On Making — and Mending — Eyes
As a world power assails civilians in Ukraine, and the prospect of nuclear war looms over the free world, around a billion souls will — or have — taken time out of their Wednesday to remember they are dust.
Ash Wednesday is, among other things, the start of Lent, a long procession of high holy days in which the High Church Christian faithful choose something they like — that’s the spirit, anyway — and give it up. The default is red meat; millions of Catholics swear it off in favor of fish, enough that Lent occasionally heralds fast-food menu changes and culinary turf wars. But other swaths of the church can give up things, too, from makeup to coffee to some favorite TV show.
I’m not High Church. The point of all this giving up is a little foggy to me, what with my off-line Protestant sensibilities. (Filling a burger-shaped hole with God, perhaps?) So, I was both thankful and enlightened when the writer-turned Anglican deaconess Amy Peterson posted a particular poem to Twitter.

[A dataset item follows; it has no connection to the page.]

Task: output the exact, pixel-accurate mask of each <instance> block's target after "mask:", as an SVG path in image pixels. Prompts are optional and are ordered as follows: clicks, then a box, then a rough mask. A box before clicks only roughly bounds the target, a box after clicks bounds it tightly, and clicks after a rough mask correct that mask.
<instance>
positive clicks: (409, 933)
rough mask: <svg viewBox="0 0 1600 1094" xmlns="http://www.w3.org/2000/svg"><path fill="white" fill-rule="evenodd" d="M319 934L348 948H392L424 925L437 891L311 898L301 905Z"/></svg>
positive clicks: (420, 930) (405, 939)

“Love (II)” by 17th-century Welsh priest George Herbert is, on its face, a poem about fire, sacrifice, and dust. It covers the fire of the desires we give to God to weld into Himself, the “dust blown by wit” that we scheme into a cloud over our own eyes, and sacrifice — the sacrifice of our minds’ “intentions,” our perfect plans surrendered. But Peterson fired it off as a poem about Lent.
Why?
Humanity wants things — the wrong things, maybe, at the wrong times for the wrong reasons. Worse yet, we hurt ourselves and others to get those things. Ash Wednesday, and the promise that proceeds from it, is not the promise to, quoth soft rocker Bear Rhinehart, “never hurt again.” (We know we’ll want, and we know we’ll hurt, and we know both things in advance, already.) Rather, it’s the promise to turn our wants over, to slice them open, to examine them in light of what’s actually most important.

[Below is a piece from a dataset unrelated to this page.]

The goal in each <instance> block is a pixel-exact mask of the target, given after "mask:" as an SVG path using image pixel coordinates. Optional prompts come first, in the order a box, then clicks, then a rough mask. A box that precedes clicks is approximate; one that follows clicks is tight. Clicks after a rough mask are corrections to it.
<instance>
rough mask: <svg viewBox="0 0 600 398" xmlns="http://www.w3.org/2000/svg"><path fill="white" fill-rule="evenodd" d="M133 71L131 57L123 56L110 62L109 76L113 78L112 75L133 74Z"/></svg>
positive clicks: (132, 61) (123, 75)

“All knees shall bow to thee,” prophesies Herbert, “all wits shall rise, and praise him who did make and mend our eyes.” Religion isn’t for everyone; I’m not asking you to believe in God, poem notwithstanding. But this is the sentence I found most arresting, most inviting. On Ash Wednesday, and throughout Lent, the desires that derail and define human experience can be reviewed, recast, and remade by the wholeness of the holes we keep trying to fill.
Lent, at its core, is about confronting the deadly sin of lust for what it is — less a concession to the salacious and sultry, more a wanting that clouds us from our great and fulfilling needings. That’s what makes Ash Wednesday the perfect starting gun: It’s a reminder, above all else, that even if we get everything we want, we can’t take it with us where we’re going.